Bank of Japan may follow US with no move in June
The Bank of Japan will announce its latest monetary policy decision within hours of the Fed’s announcement. The majority of economists are forecasting that the BoJ will keep policy unchanged on Thursday, although the Bank has a tendency to surprise. Like the Fed, the BoJ is more likely to act in July once the Brexit vote is out of the way and there is more data to assess. The yen continues to trade near highs last seen in October 2014 but even if the BoJ is planning a July move, it is unlikely to provide any clear signals on Thursday, keeping the yen at uncomfortably high levels for now.
SNB to keep rates on hold
The Swiss National Bank hasn’t had much success in pushing the franc lower despite cutting interest rates to record low negative territory. The Swiss central bank is expected to keep the interest rate on sight deposits at -0.75% but will publish new growth and inflation forecasts. With GDP growth in the first quarter falling short of expectations and the franc coming back in favour in recent months due to safe-haven flows, the SNB may signal further easing.
Busy week for the UK
The UK will have a busy calendar next week, including the Bank of England’s monetary policy meeting. With just a week to go until the EU referendum, the Bank of England is forecast to keep rates on hold on Thursday and is not expected to deviate much from its quarterly assessment last month.
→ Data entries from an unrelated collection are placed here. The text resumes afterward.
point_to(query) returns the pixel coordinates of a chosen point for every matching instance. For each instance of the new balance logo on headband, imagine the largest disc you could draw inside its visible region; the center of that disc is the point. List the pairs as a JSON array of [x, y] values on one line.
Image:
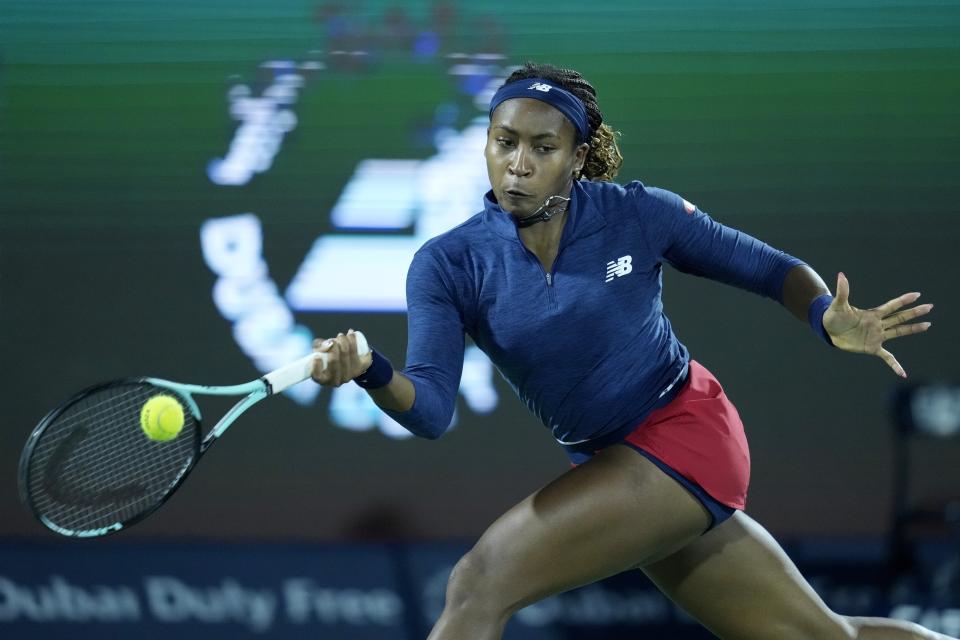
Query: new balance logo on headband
[[619, 268]]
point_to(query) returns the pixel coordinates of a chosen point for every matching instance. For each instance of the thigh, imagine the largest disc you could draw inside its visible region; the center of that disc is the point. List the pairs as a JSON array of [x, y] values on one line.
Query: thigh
[[606, 516], [739, 583]]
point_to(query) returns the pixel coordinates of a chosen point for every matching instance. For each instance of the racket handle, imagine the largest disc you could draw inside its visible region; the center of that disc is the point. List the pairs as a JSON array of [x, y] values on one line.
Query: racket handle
[[299, 370]]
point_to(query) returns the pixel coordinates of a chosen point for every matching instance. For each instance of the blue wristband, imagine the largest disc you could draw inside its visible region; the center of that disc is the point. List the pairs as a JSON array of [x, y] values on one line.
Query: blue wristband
[[815, 316], [378, 374]]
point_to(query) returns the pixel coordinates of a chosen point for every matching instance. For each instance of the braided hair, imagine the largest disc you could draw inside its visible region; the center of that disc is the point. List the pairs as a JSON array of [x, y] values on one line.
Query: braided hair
[[604, 157]]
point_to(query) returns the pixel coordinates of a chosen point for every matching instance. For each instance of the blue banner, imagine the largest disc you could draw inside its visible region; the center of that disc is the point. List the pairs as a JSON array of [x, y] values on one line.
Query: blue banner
[[210, 591]]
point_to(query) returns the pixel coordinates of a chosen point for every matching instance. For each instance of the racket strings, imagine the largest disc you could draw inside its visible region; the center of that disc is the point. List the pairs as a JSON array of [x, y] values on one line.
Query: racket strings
[[94, 467]]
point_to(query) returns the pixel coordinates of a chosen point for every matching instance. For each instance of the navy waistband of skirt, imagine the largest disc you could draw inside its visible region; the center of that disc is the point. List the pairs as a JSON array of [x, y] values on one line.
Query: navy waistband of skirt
[[618, 435]]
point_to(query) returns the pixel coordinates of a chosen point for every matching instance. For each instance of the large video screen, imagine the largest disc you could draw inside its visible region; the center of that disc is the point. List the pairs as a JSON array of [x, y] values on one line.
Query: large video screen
[[196, 191]]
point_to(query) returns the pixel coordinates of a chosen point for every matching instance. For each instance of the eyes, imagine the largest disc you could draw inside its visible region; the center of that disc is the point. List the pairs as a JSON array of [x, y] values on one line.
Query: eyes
[[510, 143]]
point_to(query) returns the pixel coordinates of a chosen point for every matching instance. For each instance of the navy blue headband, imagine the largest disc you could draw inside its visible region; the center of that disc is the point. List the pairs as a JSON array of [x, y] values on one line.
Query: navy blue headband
[[545, 91]]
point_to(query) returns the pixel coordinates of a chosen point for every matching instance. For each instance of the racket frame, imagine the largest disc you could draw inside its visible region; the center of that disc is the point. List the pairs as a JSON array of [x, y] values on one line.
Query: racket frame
[[254, 391]]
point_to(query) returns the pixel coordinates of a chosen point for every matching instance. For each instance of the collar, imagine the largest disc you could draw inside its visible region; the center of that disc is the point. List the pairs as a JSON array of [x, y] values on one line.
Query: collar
[[583, 216]]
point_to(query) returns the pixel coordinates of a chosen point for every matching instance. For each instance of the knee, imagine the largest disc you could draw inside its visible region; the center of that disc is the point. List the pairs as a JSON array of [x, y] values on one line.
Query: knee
[[473, 585]]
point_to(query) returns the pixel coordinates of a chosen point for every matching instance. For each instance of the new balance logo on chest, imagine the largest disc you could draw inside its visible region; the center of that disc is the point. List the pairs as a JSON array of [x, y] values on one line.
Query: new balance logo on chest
[[619, 268]]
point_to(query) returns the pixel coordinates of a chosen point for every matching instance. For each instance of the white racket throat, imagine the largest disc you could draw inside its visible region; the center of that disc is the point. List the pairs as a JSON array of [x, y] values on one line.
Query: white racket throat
[[296, 372]]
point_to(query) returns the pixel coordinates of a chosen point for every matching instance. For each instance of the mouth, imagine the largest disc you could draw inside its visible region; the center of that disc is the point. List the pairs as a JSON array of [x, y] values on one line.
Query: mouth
[[517, 193]]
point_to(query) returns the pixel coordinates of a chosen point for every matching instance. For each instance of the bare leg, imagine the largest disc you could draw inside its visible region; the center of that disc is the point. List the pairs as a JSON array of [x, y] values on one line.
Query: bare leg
[[610, 514], [738, 582]]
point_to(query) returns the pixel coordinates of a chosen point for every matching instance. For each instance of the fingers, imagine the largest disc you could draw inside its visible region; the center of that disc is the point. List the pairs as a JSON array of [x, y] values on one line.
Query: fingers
[[342, 362], [890, 306], [892, 362], [843, 290], [906, 315], [906, 330]]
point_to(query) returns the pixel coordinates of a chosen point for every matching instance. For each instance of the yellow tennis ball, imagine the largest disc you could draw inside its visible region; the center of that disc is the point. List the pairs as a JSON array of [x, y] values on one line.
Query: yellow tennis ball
[[161, 418]]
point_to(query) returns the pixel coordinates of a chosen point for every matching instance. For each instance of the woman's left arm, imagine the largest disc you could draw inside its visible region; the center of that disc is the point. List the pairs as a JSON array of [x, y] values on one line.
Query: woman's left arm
[[849, 328]]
However, recent upbeat data suggests the first quarter soft patch was only temporary and key indicators next week should shed more light on how the UK economy is currently performing. Inflation data out on Tuesday is expected to show annual CPI to edge up from 0.3% in April to 0.4% in May. Core inflation is also forecast to tick up, from 1.2% to 1.3%. Unemployment data will follow on Wednesday with the jobless rate expected to stay unchanged at 5.1% in the three months to April. Average weekly earnings are forecast to moderate though, slowing from 2% year-on-year in March, to 1.7% in April. Also expected to slow slightly are retail sales. The monthly growth in British retail sales is forecast to ease to 0.3% in May, following the surprise 1.3% surge seen in the previous month. Pound traders will likely ignore the data as Brexit opinion polls will get ever more closely scrutinized ahead of the EU referendum on June 23.
Aussie and kiwi vulnerable to data next week
The Australian and New Zealand dollars were both one of the best performing currencies this week as the RBA and RBNZ sounded less dovish than usual after their June policy meetings. The aussie may see some reaction to jobs data out on Thursday. Employment in Australia is forecast to rise by 15k in May, slightly stronger than the 10.8k rate in April, keeping the jobless rate at 5.7%. The kiwi on the other hand will come in focus as New Zealand publishes its first quarter GDP growth figures on Wednesday.